Everyone has a personality. You may be described as warm and outgoing, or shy and solitary. These descriptions are known as personality traits, which are enduring patterns of characteristics and behaviors. Your personality traits likely have remained relatively stable since adolescence and are constant across many different situations. This same description can be applied to personality disorders, as listed in the DSM-IV-TR (APA, 2000). However, the difference between personality and personality disorders is that personality disorders are maladaptive patterns of behavior that lead to significant impairment in cognitive, emotional, occupational, or interpersonal functioning. Alex’s case is a prime example of a personality disorder. Her personality traits are extreme and excessive, resulting in harm toward others and herself. Once this harmful threshold has been passed, individuals are given a personality disorder diagnosis. Psychologists determine when this threshold has been reached through multiple means of assessment. Typically, psychologists use a combination of clinical interviews, objective tests, and projective tests. These assessment tools aid psychologists in creating a clear and rich personality profile of an individual suffering from a personality disorder. As a result, psychologists are better equipped to treat those with personality disorders. Historically, treatment of personality disorders has centered on the psychodynamic theory. As research and knowledge on the origins and course of personality disorders have increased, additional treatment approaches have emerged, such as cognitive-behavioral therapy.

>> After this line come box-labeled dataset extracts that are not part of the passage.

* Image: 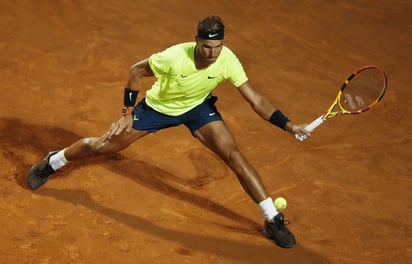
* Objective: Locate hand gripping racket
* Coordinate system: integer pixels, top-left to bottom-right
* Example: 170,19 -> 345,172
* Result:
295,66 -> 388,141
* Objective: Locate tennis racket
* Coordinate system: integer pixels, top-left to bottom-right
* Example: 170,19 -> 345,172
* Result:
295,65 -> 388,141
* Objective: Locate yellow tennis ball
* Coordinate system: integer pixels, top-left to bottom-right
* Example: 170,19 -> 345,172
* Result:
275,197 -> 288,211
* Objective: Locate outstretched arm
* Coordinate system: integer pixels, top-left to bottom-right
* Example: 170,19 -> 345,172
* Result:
238,82 -> 310,136
126,59 -> 153,91
108,59 -> 153,138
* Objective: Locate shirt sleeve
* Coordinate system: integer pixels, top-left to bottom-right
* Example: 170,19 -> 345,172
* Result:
227,50 -> 248,87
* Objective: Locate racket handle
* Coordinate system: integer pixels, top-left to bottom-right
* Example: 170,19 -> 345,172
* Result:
305,115 -> 325,132
295,115 -> 325,141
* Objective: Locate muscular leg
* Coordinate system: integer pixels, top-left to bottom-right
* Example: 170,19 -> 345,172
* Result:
64,119 -> 149,161
194,121 -> 268,203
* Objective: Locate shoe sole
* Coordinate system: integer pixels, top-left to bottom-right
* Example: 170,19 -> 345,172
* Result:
262,228 -> 296,248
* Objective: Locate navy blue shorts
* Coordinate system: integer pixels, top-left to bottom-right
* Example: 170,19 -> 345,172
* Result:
133,96 -> 222,134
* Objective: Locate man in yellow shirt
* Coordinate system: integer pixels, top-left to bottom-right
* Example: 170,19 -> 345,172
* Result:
27,16 -> 309,248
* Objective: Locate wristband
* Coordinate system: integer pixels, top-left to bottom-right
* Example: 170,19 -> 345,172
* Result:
269,109 -> 289,130
123,87 -> 139,107
122,107 -> 133,116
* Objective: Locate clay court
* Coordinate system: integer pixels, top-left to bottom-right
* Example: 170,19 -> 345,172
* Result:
0,0 -> 412,264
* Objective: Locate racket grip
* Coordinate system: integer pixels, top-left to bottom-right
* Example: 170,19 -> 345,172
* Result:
295,115 -> 325,141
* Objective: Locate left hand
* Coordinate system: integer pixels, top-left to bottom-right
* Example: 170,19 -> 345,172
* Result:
285,121 -> 312,139
107,115 -> 133,138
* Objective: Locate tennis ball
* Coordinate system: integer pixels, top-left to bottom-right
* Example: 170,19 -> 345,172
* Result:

The DSM-IV-TR lists 11 categorical diagnoses that describe different personality presentations. However, personality disorder categories tend to overlap one another, such that an individual is likely to receive multiple personality disorder diagnoses. This phenomenon is known as comorbidity, and it presents problems for researchers and clinicians who attempt to study and treat individuals with personality disorders. The current categorical diagnostic system, as established by the DSM-IV-TR, may not be the ideal classification to capture personality disorders. Consequently, dimensional models of personality have been introduced as an alternative to measuring and organizing personality pathology. As research on dimensional models of personality continues, our understanding and definition of the personality disorders will change as well, helping clinicians to more effectively diagnose and treat these complicated and devastating disorders.